I love clever and memorable ways of expressing deep truths succinctly. One of our EHMC preschool teachers shared such a saying with me: “Christmas is not about the presents, but about His presence.” True enough and most of us would benefit from improving our skill in detecting God’s presence for, as Dallas Willard has observed, “God does not ordinarily compete for our attention.”

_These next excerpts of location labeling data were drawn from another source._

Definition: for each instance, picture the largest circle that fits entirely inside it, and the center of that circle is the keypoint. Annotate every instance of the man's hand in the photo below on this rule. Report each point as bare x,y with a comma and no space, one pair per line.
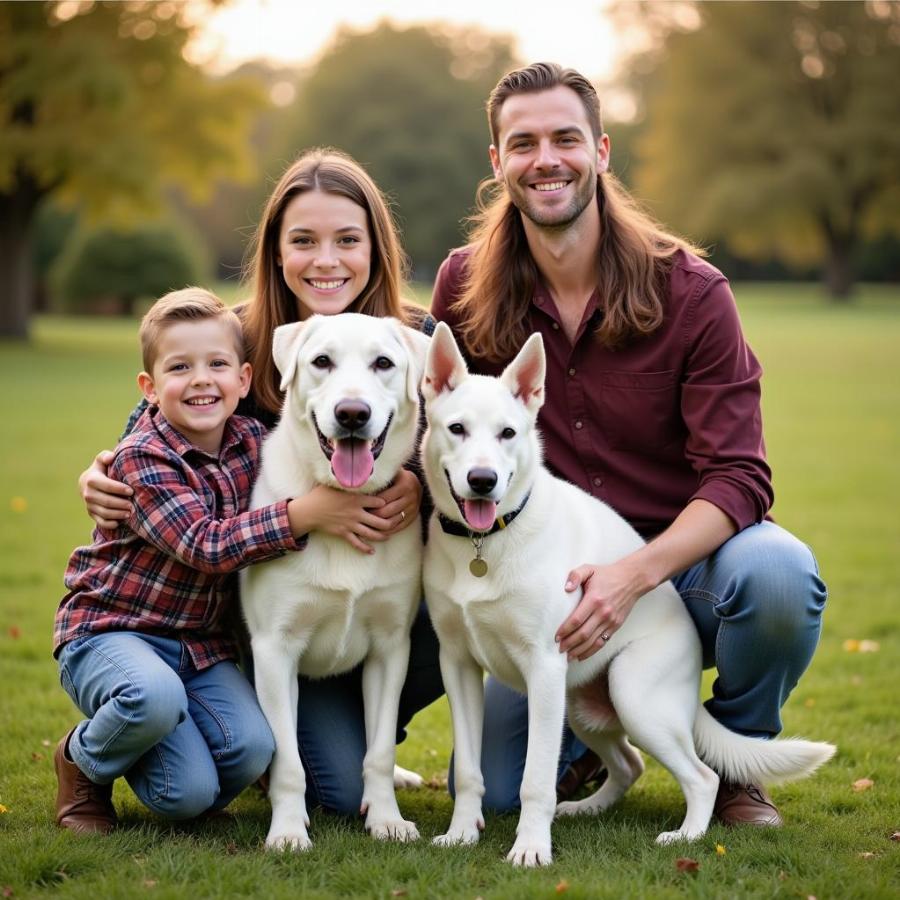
610,592
402,500
108,502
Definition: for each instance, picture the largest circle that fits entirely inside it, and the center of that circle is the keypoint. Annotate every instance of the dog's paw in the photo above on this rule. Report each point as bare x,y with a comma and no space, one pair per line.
407,780
295,841
458,836
529,853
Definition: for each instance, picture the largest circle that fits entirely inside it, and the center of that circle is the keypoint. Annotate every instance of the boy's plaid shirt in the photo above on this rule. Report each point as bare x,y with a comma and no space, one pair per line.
170,569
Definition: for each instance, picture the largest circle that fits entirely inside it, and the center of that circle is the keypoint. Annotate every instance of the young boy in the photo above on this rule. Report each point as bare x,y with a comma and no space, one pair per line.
141,638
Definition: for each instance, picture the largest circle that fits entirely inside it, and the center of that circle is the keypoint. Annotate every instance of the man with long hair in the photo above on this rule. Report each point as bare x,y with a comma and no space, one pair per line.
653,406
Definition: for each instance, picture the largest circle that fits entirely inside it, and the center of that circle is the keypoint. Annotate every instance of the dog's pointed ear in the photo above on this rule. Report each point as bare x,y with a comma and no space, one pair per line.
445,367
524,376
417,343
286,343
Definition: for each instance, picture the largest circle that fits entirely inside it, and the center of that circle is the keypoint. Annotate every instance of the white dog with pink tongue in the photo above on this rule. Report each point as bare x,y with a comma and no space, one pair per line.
349,421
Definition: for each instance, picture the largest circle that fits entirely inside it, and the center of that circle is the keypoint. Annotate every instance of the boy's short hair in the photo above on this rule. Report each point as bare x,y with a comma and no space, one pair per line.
186,305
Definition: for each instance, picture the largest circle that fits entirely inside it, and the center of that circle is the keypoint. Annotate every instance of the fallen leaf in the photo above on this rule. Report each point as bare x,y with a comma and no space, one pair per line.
685,864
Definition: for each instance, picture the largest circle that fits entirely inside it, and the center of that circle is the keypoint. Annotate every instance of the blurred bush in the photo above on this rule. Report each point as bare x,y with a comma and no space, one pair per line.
110,269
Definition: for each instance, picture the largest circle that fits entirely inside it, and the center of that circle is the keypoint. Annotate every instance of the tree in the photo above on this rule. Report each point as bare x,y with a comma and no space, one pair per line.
409,105
776,126
99,105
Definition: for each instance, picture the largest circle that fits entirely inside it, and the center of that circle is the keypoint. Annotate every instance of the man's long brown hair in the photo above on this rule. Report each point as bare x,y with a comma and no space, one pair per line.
633,258
331,172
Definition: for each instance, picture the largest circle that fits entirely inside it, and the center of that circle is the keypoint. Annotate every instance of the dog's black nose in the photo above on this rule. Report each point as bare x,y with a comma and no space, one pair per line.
352,414
482,481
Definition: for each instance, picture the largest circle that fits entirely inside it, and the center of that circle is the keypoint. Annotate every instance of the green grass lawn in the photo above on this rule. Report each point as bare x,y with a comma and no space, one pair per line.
832,412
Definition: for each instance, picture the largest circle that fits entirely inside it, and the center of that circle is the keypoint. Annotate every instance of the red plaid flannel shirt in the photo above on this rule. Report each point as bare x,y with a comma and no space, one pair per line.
171,568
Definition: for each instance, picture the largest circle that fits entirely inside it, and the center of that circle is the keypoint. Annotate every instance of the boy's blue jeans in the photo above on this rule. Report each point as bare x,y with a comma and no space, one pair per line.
757,605
187,741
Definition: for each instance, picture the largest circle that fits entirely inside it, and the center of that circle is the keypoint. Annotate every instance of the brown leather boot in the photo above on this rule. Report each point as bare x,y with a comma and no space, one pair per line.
588,767
746,804
81,805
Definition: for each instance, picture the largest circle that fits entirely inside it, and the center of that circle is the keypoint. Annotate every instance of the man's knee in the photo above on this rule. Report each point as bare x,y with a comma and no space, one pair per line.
776,582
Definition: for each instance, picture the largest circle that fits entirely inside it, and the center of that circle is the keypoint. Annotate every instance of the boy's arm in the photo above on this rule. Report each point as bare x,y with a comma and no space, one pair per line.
168,512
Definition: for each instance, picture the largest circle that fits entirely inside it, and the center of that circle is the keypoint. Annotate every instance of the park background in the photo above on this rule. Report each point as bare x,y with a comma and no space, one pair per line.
137,144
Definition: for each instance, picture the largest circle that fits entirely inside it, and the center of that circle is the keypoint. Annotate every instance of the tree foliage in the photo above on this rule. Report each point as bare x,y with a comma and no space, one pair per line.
776,126
409,105
98,105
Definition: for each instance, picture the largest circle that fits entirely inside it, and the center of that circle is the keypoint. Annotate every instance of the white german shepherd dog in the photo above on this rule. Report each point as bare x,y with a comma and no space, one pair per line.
496,599
349,420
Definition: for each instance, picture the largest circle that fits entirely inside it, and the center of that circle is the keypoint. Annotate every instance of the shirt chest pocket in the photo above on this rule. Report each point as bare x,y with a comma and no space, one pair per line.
640,411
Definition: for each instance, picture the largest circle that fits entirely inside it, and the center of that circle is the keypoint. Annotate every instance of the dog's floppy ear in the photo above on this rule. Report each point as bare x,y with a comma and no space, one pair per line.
444,366
286,343
524,376
417,343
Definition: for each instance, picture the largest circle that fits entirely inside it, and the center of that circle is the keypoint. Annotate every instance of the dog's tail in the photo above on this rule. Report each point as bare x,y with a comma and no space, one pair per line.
746,760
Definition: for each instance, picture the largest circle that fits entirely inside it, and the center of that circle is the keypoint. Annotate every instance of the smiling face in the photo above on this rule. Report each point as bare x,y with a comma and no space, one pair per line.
547,156
197,379
325,252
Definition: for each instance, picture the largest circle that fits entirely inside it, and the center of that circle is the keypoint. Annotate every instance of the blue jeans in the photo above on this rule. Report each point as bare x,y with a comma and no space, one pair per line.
187,741
757,605
331,728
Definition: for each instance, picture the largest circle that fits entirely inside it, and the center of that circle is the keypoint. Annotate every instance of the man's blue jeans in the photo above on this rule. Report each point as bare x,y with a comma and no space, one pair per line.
187,741
756,603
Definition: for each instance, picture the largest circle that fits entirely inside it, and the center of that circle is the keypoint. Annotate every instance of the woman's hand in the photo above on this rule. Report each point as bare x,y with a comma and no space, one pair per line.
108,502
352,517
401,502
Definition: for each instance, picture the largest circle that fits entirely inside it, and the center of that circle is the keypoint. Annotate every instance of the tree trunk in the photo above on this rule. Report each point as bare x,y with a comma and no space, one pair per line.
16,265
838,271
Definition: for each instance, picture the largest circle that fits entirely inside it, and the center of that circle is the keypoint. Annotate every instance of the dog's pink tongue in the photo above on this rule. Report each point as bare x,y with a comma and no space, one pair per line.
480,514
352,462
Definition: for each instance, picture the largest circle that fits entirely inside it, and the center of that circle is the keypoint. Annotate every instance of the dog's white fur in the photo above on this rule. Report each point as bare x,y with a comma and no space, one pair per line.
645,681
322,611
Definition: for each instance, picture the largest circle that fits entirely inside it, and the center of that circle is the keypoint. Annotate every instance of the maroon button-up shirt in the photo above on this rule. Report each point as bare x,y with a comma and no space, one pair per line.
650,426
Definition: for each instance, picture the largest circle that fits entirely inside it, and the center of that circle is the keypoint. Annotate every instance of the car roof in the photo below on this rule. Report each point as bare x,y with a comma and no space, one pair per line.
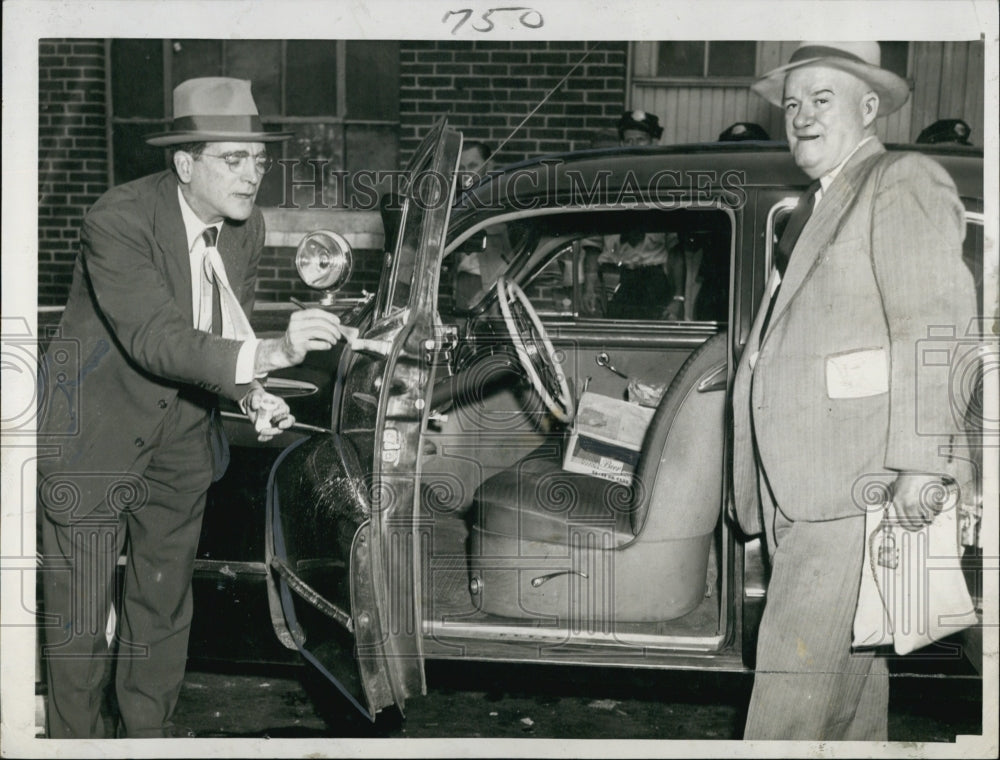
546,180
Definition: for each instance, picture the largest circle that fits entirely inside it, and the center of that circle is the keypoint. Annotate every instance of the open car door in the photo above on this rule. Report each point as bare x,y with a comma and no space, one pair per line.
344,574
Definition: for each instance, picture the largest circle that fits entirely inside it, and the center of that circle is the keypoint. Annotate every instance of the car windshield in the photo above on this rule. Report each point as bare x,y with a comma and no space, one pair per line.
588,263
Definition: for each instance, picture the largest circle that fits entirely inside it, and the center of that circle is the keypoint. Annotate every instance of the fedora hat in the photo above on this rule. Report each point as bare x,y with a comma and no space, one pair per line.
645,122
215,109
862,59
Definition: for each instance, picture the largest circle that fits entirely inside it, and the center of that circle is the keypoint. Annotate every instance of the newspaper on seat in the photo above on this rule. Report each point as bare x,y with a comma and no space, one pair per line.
606,437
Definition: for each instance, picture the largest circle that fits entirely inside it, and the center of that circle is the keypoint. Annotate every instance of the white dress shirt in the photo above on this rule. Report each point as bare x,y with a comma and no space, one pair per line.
194,227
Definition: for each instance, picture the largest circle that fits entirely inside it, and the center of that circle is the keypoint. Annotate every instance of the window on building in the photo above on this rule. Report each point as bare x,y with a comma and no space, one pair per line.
705,60
896,57
338,96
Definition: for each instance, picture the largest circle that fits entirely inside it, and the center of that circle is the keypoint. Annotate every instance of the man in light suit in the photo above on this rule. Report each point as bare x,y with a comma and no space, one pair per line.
155,328
829,397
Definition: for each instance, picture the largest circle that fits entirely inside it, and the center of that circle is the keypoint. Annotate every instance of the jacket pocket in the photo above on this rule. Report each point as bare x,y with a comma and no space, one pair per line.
857,374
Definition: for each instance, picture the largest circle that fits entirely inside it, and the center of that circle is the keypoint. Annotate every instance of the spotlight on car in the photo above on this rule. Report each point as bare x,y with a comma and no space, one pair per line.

Dreams of Christmases past, while perhaps enjoyable or comforting, can blind us to the action of God in Christmas present. Making lists and checking them twice is great for Santa Claus and for accomplishing holiday tasks but similarly does little to reveal the Holy Spirit’s movement in our lives and the lives of others. Jesus was well aware of the spiritual dangers of excessive “future-tripping” – of being so focused on planning for what lies ahead that one neglects to engage the present. (See Matthew 6:33-34) If we would perceive God’s presence, we must engage the “now” with our undivided attention. It can be a challenge in the best of times but is an even more arduous endeavor during this busy, emotionally fraught season when so many forces compete for our attention and energy. Perceiving God’s presence requires dedication, patience, and purposefulness.
Early Christians continued and expanded upon the ancient Jewish practice of praying at dawn, midday, and dusk. This routine directed worshippers’ attention to God throughout the day and helped them comply with the Apostle Paul’s direction to “Pray without ceasing” (1 Thessalonians 5:17.) Over time, this devotional practice developed into the Liturgy of the Hours or Divine Office which consisted of seven set times at which Christians were to “sanctify the day with prayer.” We don’t have to be monks or nuns to benefit from intentionally turning our thoughts to God throughout the day.
If we determine to fully engage the present, we can sense God’s presence. Such an epiphany is the best Christmas gift of all. I wish you a Merry, Mindful Christmas and a Holy New Year.